Retinoic acid
Retinoic acid (RA) signaling plays a key role in the development and function of several systems in mammals.
Retinoic acid (RA) and nerve growth factor (betaNGF) were found to be potent enhancers of neuronal differentiation, eliciting extensive outgrowth of processes and the expression of neuron-specific molecules.
Retinoic acid serves as a modulator of neurofilament expression in this in vitro model of nerve regeneration 1).
Retinoic acid (RA), a developmental morphogen, has emerged in recent studies as a novel synaptic signaling molecule that acts in mature hippocampal neurons to modulate excitatory and inhibitory synaptic transmission in the context of homeostatic synaptic plasticity. However, it is unclear whether RA is capable of modulating neural circuits outside of the hippocampus, and if so, whether the mode of RA's action at synapses is similar to that within the hippocampal network.
Yee and Chen explore for the first time RA's synaptic function outside the hippocampus and uncover a novel function of all-trans retinoic acid at inhibitory synapses. Acute RA treatment increases spontaneous inhibitory synaptic transmission in L2/3 pyramidal neurons of the somatosensory cortex, and this effect requires expression of RA's receptor RARĪ± both pre- and post-synaptically. Intriguingly, RA does not seem to affect evoked inhibitory transmission assayed with either extracellular stimulation or direct activation of action potentials in presynaptic interneurons of connected pairs of interneuron and pyramidal neurons. Taken together, these results suggest that RA's action at synapses is not monotonous, but is diverse depending on the type of synaptic connection (excitatory versus inhibitory) and circuit (hippocampal versus cortical).
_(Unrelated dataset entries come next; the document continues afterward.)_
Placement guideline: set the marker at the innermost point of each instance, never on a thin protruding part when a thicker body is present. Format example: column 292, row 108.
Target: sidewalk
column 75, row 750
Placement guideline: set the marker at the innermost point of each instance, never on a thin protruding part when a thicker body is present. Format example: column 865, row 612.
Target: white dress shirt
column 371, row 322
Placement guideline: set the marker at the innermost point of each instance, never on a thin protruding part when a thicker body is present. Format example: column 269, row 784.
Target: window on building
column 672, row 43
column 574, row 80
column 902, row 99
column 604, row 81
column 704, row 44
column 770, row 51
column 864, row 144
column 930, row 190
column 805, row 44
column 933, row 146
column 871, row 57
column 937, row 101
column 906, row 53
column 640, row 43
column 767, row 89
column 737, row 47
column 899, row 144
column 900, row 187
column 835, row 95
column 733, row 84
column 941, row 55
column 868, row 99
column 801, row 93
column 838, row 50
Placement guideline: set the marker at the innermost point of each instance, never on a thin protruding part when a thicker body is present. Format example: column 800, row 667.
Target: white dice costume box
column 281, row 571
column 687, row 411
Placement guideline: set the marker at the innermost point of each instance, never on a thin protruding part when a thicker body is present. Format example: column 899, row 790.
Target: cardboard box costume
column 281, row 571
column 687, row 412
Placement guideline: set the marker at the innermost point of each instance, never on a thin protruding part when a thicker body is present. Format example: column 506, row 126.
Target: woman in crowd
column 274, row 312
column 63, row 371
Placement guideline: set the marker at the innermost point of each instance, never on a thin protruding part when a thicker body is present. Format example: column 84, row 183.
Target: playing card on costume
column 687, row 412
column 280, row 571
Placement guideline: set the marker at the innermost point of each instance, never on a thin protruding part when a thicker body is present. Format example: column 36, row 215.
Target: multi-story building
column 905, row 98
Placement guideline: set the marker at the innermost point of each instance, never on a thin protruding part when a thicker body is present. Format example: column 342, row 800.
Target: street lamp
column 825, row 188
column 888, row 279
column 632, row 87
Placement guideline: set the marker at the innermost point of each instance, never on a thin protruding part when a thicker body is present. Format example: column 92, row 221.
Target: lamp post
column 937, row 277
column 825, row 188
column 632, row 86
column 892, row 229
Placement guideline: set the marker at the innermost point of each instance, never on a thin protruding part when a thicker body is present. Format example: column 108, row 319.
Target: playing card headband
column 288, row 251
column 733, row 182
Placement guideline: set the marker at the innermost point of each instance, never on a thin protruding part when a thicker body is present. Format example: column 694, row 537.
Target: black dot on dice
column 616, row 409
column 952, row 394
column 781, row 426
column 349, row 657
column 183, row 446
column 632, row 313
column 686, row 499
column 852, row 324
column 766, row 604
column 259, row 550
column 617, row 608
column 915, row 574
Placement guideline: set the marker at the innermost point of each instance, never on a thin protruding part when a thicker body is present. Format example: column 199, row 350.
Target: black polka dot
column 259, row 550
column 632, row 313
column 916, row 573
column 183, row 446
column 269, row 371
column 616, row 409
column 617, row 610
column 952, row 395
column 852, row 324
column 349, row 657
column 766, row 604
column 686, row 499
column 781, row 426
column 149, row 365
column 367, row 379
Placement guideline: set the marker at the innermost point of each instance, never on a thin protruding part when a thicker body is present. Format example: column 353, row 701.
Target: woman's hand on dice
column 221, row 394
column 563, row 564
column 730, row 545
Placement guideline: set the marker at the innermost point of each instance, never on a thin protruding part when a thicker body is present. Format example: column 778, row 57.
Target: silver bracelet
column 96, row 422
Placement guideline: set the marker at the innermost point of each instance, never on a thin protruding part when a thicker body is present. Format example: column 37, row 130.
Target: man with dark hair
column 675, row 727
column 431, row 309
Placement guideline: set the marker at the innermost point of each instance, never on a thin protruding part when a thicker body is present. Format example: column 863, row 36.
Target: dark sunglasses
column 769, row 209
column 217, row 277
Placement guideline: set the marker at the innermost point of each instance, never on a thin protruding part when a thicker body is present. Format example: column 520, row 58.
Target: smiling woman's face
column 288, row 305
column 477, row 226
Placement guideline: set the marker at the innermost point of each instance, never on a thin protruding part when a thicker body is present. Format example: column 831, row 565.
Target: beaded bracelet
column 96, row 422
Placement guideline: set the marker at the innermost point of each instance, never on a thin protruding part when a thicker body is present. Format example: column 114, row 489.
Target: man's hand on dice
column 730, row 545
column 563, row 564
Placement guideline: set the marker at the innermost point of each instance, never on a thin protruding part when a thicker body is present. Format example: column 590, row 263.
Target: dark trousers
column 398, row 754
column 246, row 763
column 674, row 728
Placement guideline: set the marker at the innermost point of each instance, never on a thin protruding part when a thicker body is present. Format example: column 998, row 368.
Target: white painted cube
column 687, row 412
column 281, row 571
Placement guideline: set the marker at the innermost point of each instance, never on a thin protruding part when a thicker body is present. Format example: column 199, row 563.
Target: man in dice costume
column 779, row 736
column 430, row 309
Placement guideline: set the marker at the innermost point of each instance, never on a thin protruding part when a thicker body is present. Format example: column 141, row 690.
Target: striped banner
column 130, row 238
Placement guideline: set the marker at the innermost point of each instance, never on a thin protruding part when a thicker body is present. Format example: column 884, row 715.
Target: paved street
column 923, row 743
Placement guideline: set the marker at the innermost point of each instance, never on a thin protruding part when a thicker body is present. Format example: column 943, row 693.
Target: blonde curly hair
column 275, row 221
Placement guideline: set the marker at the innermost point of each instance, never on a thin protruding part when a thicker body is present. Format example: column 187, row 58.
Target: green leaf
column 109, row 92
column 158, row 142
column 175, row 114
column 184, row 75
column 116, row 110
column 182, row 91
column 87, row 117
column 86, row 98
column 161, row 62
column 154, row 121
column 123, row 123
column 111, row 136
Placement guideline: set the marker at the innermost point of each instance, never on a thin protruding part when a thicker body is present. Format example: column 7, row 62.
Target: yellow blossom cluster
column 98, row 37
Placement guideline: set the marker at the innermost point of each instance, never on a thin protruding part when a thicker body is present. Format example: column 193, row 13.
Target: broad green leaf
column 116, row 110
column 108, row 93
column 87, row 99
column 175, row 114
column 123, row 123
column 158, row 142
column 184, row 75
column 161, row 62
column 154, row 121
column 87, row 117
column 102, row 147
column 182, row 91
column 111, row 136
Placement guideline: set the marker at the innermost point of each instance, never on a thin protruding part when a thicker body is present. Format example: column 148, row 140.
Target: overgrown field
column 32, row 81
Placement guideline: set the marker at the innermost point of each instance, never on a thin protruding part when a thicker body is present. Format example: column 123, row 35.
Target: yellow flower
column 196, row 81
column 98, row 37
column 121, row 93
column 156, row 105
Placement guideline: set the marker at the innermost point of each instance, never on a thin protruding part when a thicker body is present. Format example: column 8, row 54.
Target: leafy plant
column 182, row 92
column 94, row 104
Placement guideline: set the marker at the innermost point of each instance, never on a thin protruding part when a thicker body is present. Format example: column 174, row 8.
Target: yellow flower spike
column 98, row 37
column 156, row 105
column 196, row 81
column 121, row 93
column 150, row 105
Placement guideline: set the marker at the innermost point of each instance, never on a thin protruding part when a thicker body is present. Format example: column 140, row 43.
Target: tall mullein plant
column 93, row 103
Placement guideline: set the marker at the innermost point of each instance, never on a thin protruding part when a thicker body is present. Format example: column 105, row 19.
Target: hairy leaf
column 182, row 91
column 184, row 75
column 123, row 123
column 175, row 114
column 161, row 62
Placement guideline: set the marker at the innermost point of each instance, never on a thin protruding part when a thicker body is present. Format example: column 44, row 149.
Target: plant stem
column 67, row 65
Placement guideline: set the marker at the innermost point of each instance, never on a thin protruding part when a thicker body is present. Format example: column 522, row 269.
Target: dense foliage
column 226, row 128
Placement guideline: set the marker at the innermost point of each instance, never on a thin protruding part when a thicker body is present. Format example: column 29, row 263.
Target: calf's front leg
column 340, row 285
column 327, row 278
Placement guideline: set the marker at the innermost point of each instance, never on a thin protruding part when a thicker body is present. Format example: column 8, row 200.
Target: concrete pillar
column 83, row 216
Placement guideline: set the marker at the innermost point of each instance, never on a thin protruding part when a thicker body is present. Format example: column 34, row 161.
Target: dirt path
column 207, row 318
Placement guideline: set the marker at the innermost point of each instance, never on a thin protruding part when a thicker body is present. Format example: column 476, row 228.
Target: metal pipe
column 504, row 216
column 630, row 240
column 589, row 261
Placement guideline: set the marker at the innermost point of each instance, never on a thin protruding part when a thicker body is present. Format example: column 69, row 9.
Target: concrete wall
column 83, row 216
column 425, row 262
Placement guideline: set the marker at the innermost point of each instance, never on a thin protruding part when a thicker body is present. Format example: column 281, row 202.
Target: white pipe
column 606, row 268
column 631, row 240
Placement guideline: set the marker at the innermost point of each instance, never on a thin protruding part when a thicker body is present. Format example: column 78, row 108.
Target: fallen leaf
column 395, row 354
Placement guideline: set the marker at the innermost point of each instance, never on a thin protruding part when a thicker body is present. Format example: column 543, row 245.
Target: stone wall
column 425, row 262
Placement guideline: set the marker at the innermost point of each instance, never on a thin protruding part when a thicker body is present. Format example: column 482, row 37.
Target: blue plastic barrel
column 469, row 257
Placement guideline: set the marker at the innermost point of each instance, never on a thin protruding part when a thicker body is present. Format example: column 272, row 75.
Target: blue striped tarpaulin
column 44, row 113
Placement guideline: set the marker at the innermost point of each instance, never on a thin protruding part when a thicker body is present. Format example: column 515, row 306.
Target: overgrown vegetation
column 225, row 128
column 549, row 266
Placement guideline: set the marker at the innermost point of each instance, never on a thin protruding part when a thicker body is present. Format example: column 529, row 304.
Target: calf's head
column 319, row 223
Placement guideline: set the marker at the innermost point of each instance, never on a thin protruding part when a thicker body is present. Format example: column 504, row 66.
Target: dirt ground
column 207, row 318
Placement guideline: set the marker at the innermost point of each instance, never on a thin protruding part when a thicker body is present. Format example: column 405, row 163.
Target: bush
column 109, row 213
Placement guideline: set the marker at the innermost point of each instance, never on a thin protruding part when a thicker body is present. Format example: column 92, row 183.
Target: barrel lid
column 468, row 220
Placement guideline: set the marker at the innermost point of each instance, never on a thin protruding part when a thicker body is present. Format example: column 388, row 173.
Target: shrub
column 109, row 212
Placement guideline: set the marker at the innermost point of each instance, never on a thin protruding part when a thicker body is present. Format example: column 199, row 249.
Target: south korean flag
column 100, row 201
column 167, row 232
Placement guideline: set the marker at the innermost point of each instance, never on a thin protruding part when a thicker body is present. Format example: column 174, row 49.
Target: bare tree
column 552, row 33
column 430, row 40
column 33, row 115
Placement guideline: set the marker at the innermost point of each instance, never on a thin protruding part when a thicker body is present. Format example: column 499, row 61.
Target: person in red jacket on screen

Thus, synaptic signaling of RA may mediate multi-faceted regulation of synaptic plasticity 2).
Carbenoxolone, quinine, mefloquine, quinidine, anandamide, oleamide, heptanol, octanol, meclofenamic acid, niflumic acid, flufenamic acid, glycyrrhetinic acid and retinoic acid have all been evaluated on animal seizure models.
There is a possible relationship of the myelocystocele to teratogens such as loperamide HCl and retinoic acid, although the exact etiology of this entity is not known 3).
NTera-2 (NT2) cells are a human embryonal carcinoma (EC) cell line derived from a teratocarcinoma that differentiate exclusively into postmitotic neurons in vitro following retinoic acid (RA) treatment.